American digital-advertising company, founded in 2012. AppLovin helps app developers reach new customers, chiefly by matching advertisers (usually games companies) with ad slots (usually in games on smartphones). A client pays for installations of its app; AppLovin's AI model targets the players likeliest to download a new game and bids for the relevant ad space through a digital auction. In 2024 this advertising business brought in more than 80% of the company's revenue of $5bn, according to JPMorgan Chase estimates.
AppLovin entered the S&P 500 on September 22nd 2025. Over the preceding three years its share price climbed more than 30-fold, the biggest rise of any company in the index—ahead of Nvidia in third place and Palantir, which held second until September 2025. At $200bn, AppLovin is worth more than Uber.
Whatever powers AppLovin's algorithm, it has proved potent: ad revenue tripled between 2022 and 2024. JPMorgan Chase estimates AppLovin is behind 40-45% of ads served to mobile games. More than 1bn people see its ads each day. In June 2025 AppLovin sold its game studio to focus on ads. The firm is lean, with just 1,500 staff.

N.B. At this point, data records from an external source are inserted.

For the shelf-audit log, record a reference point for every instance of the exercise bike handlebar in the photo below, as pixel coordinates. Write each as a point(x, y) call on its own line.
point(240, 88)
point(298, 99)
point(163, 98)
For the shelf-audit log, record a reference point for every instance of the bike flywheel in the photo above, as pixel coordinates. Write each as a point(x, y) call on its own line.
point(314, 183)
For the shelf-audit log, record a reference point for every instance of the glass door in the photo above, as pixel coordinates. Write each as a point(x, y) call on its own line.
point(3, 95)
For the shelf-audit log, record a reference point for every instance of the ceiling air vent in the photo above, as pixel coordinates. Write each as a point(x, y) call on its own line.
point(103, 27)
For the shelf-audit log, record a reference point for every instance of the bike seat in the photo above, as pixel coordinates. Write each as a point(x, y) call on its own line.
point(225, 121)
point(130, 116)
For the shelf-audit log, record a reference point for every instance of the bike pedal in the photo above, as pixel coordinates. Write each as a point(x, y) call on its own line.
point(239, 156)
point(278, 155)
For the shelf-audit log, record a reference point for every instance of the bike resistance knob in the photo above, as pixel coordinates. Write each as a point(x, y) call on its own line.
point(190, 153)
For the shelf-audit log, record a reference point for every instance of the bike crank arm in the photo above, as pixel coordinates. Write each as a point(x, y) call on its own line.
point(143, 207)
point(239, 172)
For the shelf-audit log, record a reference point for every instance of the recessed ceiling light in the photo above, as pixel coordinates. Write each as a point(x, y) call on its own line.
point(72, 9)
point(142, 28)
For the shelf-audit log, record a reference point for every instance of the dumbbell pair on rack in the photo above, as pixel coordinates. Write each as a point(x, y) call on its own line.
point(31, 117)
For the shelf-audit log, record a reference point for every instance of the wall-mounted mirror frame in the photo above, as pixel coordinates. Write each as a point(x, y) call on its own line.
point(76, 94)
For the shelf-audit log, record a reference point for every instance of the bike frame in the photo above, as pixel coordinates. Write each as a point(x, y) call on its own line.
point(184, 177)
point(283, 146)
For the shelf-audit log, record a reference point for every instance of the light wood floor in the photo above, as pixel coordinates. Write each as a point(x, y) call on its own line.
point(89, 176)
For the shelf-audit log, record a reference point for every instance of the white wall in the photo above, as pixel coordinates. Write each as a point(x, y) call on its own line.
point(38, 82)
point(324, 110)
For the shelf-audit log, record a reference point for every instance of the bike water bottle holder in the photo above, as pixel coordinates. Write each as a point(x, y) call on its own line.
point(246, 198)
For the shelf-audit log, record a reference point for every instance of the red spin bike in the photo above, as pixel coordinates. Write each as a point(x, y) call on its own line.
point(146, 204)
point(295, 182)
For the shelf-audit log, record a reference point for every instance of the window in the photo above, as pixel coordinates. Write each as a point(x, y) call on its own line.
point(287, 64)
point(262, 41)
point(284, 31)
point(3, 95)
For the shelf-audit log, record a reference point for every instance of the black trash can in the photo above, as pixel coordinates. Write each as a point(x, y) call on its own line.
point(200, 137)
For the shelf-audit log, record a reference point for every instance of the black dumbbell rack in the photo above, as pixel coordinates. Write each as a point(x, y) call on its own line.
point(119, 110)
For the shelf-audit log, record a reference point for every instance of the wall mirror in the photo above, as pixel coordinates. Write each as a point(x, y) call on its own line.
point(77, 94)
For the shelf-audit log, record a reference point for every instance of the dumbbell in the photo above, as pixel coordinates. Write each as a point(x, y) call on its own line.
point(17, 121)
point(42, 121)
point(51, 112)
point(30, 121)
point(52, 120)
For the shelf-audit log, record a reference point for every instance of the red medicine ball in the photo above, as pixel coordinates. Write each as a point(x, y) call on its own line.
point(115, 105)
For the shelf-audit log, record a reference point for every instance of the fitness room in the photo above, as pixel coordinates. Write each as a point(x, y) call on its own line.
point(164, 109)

In February and March 2025 four short-sellers—Bear Cave, Culper Research, Fuzzy Panda and Muddy Waters—published reports criticising AppLovin, raising concerns from privacy to data practices that allegedly broke Alphabet's and Apple's app-store rules. In October 2025 Bloomberg reported that the Securities and Exchange Commission was probing the firm's data practices. Ben Edelman, an independent researcher, published a report claiming there was evidence AppLovin sometimes installed games on users' phones without full consent. AppLovin called the reports "littered with inaccuracies" and said the code Mr Edelman examined was "a test product" that had been shut down.
AppLovin has been running pilot programmes selling its ad-matching capabilities to retailers such as Wayfair and Dr Squatch, a soap-maker. Expanding beyond games would put it into more direct competition with Meta and Alphabet, which together account for about half of global digital-ad spending.